I got this error while trying to do salmon from an aligned bam file. The bam file is an output of tophat from paired end fastq file.
WARNING: Detected suspicious pair ---
The names are different:
read1 : SRR2103637.12484815
read2 : SRR2103637.12492049
The proper-pair statuses are inconsistent:
read1 [SRR2103637.12484815] : proper-pair; mapped; matemapped
read2 : [SRR2103637.12484815] : no proper-pair; mapped; matemapped
My salmon command is:
salmon quant -t ../idx/Ch38.cdna.all.fa -l IU -a sorted.bam -g ../gene_map.txt -o salmon_out
I tried both unsorted bam and sorted bam and both resulted the same warning.
My questions are:
- What can I do to fix this or I can just ignore it?
- For libtype parameter in Salmon, how to choose the correct parameter? How can I check whether it is inward, backward, or matching and stranded of not stranded? Can I check from the fastq files or it has something to check from the experiment itself? I downloaded the data from NCBI GEO and it said it is from Illumina HiSeq2500100bp paired-end mode of the TruSeq Rapid PE Cluster kit and TruSeq Rapid SBS kit (Illumina)
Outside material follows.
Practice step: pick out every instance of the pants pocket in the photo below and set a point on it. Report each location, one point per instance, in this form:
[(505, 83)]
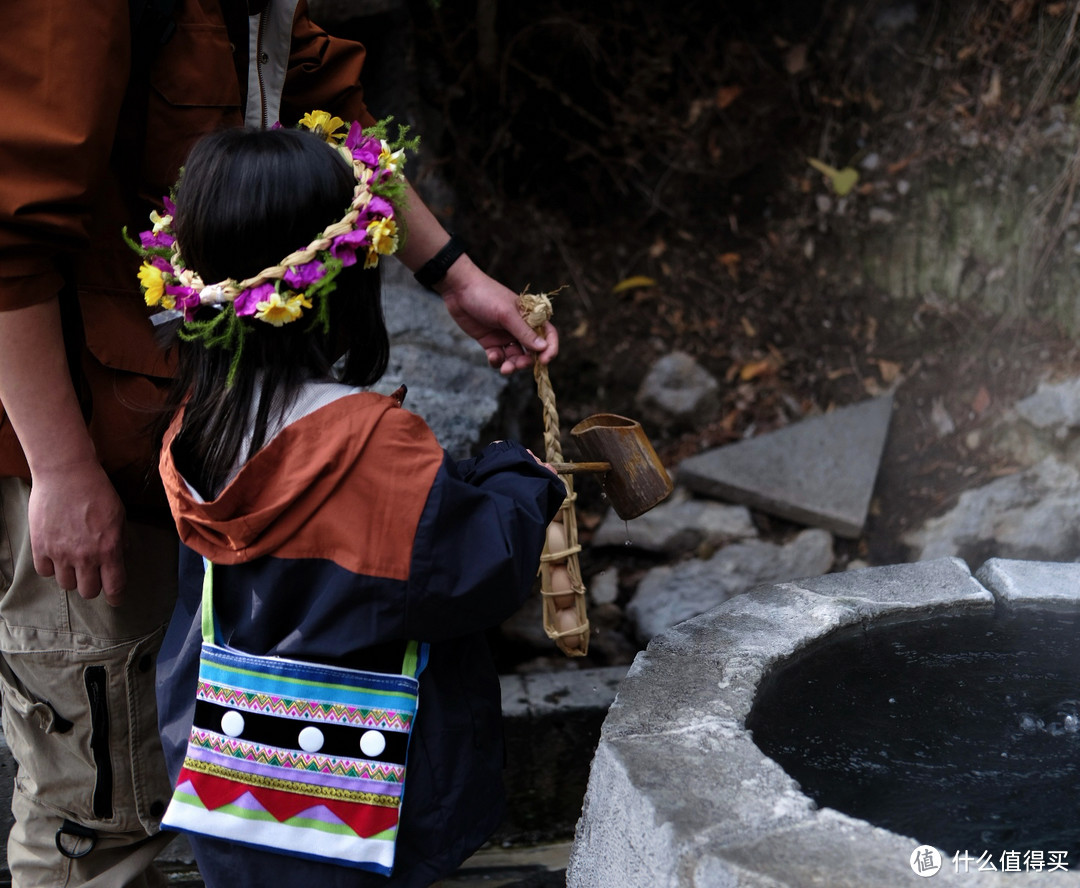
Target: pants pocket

Thank you for your answer and suggestion.
Hi baharata,
One thing that seems strange to me in your description is this:
The fact that the alignments are the output of TopHat suggests that the alignment was against the genome. However, Salmon requires alignment against the transcriptome (where the aligner might be e.g. Bowtie2). It is, of course, possible that you aligned against the genome with TopHat and then converted the alignments into transcriptomic coordinates, but since this is uncommon and you didn't mention this, I assume this isn't the case. Can you clarify if these alignments are to the genome or to the transcriptome (as Salmon expects).
I used tophat to align fastq files to transcriptome reference from Ensembl (human cDNA reference) so I think it is okay to process with Salmon directly after that.
That's interesting, as TopHat is generally a split-read aligner that is used to map RNA-seq reads to the genome. When aligning directly to the transcriptome, one wants to avoid split-read mappings. I might see how things differ on one of the samples if you map with Bowtie2 (or something comparable) instead of TopHat.
I am having the same problem, did you manage to solve it. I have tried,
The major problem I am facing is, I just have BAM files aligned using HISAT. I do not have any source FASTQ files.
Hi EagleEye,
If you are using pre-aligned reads with salmon, the "reference" sequences that you pass to salmon should be the FASTA file containing your reference transcripts. However, if your reads have been aligned using HISAT, the bigger concern is that the alignment is likely done with respect to the genome rather than the transcriptome. A tool like sam-xlate (mentioned here should be able to covert from genomic to transcriptomic alignments). It is also important to note that Salmon (like RSEM) requires the alignment records for a given read, in case of multimapping, to (1) be consecutive in the input SAM/BAM file and (2) for the records for mates (i.e. left and right reads) to be consecutive. The most common alignment tools (e.g. Bowtie2, BWA, STAR) do this, and I believe HISAT does as well (since it uses much of Bowtie2's infrastructure for file parsing / writing), but that is worth verifying. Finally, in a worst-case scenario, you could always consider trying to recover some FASTQ file from the BAM (using e.g. bam2fastq) and then performing your quantification with that.
Thanks a lot for your suggestions, I will get back once I try these solutions.